Metadata Exporter Application
The Metadata Exporter application enables organizations to export Data Quality (DQ) test results (pass/fail flags, rule IDs, asset metadata, timestamps) and profile data into downstream analytical or data storage systems such as Snowflake, BigQuery, Databricks, and Trino.
Overview
This capability supports:
- Feeding downstream dashboards (Power BI, Tableau).
- Triggering alerting and remediation workflows.
- Historical tracking and versioning of data quality scores (DQI).
Key Features
- Supports Snowflake, Databricks, BigQuery, and Trino destinations.

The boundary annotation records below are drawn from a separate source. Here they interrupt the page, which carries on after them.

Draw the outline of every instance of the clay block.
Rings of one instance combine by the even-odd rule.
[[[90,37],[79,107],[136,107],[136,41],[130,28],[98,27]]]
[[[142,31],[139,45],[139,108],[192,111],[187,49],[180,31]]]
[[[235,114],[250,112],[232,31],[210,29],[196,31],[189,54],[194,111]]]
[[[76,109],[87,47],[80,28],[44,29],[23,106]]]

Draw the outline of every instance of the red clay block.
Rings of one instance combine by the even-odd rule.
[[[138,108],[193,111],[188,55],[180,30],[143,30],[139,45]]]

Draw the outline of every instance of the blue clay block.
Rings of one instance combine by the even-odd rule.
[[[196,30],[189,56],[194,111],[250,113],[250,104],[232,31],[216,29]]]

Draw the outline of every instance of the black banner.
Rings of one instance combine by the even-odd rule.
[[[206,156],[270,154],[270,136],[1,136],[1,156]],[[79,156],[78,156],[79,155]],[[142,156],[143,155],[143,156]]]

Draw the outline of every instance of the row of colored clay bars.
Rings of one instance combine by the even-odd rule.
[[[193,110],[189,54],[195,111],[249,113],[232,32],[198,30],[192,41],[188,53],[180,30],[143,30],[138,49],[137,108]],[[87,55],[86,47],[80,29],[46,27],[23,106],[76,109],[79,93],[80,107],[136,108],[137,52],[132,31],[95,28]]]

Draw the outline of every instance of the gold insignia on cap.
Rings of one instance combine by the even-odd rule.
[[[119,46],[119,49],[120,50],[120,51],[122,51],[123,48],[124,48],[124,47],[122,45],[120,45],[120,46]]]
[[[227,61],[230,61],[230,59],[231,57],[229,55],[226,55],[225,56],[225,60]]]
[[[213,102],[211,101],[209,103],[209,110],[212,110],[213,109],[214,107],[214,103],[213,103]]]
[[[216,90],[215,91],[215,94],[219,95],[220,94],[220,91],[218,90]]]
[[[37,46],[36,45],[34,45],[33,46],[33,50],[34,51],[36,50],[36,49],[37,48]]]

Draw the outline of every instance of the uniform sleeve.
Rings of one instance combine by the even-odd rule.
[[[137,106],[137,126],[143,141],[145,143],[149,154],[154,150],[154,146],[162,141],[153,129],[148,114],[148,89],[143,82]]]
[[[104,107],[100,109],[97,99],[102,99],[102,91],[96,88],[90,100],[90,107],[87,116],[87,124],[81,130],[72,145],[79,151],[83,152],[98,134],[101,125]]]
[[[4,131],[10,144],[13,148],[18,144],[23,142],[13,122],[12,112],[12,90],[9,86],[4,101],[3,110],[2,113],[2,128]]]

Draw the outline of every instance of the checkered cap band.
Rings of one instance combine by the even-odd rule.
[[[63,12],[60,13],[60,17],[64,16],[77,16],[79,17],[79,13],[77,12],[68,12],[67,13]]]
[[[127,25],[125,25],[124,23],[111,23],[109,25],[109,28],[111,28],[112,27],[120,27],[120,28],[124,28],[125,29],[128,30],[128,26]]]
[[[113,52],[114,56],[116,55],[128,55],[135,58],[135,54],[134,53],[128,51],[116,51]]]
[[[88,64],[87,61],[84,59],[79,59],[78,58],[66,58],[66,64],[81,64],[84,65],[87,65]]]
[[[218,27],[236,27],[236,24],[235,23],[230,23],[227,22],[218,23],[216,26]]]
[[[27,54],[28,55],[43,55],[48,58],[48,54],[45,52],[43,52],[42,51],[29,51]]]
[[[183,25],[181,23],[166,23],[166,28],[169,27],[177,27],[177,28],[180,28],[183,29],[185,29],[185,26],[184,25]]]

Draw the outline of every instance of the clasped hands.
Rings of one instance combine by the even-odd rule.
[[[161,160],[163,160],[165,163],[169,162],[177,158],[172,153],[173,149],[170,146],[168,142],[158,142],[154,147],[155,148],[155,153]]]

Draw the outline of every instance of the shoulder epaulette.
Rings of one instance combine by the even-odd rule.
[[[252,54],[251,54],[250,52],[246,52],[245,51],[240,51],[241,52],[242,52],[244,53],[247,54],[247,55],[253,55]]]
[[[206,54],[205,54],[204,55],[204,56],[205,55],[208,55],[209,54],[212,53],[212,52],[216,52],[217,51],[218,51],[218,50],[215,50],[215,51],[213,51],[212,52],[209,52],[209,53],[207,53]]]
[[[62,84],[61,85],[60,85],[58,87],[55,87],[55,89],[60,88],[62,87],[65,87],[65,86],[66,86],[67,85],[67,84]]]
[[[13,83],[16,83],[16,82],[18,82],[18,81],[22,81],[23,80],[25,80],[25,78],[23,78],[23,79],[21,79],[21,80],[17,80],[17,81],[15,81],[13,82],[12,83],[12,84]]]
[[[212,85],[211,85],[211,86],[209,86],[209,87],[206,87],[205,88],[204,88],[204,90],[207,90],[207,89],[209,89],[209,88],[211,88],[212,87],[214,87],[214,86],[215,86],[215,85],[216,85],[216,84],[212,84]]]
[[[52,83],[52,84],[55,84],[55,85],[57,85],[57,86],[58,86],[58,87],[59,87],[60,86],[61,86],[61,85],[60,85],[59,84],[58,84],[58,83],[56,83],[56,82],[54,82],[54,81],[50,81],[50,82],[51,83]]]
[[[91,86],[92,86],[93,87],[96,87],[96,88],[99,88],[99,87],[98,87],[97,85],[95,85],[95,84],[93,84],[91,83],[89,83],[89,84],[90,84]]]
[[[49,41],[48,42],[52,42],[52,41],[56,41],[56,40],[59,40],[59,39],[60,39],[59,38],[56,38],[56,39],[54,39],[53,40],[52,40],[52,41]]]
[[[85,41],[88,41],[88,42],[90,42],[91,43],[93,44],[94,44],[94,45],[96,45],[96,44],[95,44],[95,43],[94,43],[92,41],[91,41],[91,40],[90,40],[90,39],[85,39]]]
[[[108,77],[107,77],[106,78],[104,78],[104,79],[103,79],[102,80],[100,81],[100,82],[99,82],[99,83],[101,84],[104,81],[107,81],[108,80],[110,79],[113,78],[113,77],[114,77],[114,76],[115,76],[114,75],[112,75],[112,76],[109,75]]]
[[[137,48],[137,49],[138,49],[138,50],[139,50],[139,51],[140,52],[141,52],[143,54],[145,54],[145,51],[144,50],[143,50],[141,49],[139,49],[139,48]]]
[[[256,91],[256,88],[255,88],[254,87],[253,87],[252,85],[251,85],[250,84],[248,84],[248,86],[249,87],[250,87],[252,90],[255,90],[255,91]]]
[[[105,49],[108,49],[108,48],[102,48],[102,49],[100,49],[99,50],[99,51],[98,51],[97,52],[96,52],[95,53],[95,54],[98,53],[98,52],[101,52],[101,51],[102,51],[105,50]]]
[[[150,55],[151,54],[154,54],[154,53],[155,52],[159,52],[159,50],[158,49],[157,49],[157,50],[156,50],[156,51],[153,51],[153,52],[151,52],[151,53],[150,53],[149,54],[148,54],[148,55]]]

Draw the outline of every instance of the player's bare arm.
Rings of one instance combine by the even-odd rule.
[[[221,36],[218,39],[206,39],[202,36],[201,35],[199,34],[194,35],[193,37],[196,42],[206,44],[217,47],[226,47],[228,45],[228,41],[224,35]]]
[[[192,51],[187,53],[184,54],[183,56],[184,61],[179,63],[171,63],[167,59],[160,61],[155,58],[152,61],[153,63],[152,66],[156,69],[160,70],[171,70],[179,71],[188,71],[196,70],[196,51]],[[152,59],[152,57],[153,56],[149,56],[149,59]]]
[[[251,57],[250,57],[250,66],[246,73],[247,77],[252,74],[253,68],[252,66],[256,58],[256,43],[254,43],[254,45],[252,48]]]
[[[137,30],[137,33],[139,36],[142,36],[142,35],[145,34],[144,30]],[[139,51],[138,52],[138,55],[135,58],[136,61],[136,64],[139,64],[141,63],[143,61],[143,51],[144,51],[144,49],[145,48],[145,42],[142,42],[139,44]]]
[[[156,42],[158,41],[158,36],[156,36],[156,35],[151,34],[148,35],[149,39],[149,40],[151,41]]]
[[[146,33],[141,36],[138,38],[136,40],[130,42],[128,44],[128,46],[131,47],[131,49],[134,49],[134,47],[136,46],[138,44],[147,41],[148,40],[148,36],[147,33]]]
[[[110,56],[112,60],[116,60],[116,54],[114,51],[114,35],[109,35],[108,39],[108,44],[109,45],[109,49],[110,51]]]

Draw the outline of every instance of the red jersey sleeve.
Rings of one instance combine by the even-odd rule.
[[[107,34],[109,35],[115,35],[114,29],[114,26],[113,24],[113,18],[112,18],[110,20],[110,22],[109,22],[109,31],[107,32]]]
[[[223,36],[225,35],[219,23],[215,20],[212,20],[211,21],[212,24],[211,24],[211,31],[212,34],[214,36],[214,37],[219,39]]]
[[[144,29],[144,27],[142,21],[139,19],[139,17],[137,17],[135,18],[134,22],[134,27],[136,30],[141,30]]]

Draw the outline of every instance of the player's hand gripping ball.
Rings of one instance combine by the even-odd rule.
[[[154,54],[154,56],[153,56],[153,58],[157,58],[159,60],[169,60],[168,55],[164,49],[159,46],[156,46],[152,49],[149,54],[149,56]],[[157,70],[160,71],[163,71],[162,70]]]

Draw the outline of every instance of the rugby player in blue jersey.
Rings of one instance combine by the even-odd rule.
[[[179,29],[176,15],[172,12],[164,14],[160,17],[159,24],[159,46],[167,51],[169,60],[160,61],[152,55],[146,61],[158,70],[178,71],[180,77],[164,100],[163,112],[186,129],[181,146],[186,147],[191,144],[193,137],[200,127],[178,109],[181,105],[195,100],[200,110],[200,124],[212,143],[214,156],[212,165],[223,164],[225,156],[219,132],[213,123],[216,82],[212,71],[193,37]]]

- Manual or scheduled export runs.
- Selective export of data quality events or profile data.
How to Access
- Go to Settings > Applications > Metadata Exporter.
- Review available tabs: Schedule, Configuration, Recent Runs.
Configuration Options
Ingestion Runner
Defines the agent responsible for executing the ingestion pipeline.
- Example:
Collate SaaS Agent
Connection Configuration
Establishes connectivity to your export destination (Snowflake, BigQuery, Databricks).
Snowflake Configuration
| Field | Description |
|---|
| Service Type | Snowflake |
| Username | Snowflake user login |
| Password | User password (optional if using private key) |
| Account | Snowflake account identifier (e.g., AAAAA-99999) |
| Role | Snowflake role to assume (e.g., ACCOUNTADMIN) |
| Database | Target database (e.g., OBS_ANALYTICS) |
| Warehouse | Target virtual warehouse (e.g., COMPUTE_WH) |
| Query Tag | Optional tagging for traceability |
| Private Key & Passphrase | For key-pair auth (optional, secure) |
Advanced Option
- Client Session Keep Alive: Useful for long-running exports.
BigQuery Configuration
| Field | Description |
|---|
| Service Type | Must be BigQuery |
| Project ID | GCP project where the BigQuery dataset resides |
| Dataset ID | Target dataset where the metadata will be exported |
| Table Name | Destination table name (BQ table to export metadata to) |
| Service Account JSON | Contents of the service account key in JSON format with write access |
| Location | BigQuery region (e.g., us-central1) |
Ensure the service account has the BigQuery Data Editor and BigQuery Job User roles.
Databricks Configuration
| Field | Description |
|---|
| Service Type | Must be Databricks |
| Host URL | Databricks workspace URL (e.g., https://<region>.azuredatabricks.net) |
| Token | Personal Access Token (PAT) for API authentication |
| Cluster ID | Target cluster where jobs will run |
| Database Name | Target database within the Databricks environment |
| Schema Name | Schema (if applicable) |
| Table Name | Destination table to store metadata |
| Path (Optional) | DBFS path or external location (if exporting to files instead of a table) |
Requirements
- The token must have workspace-wide read/write access.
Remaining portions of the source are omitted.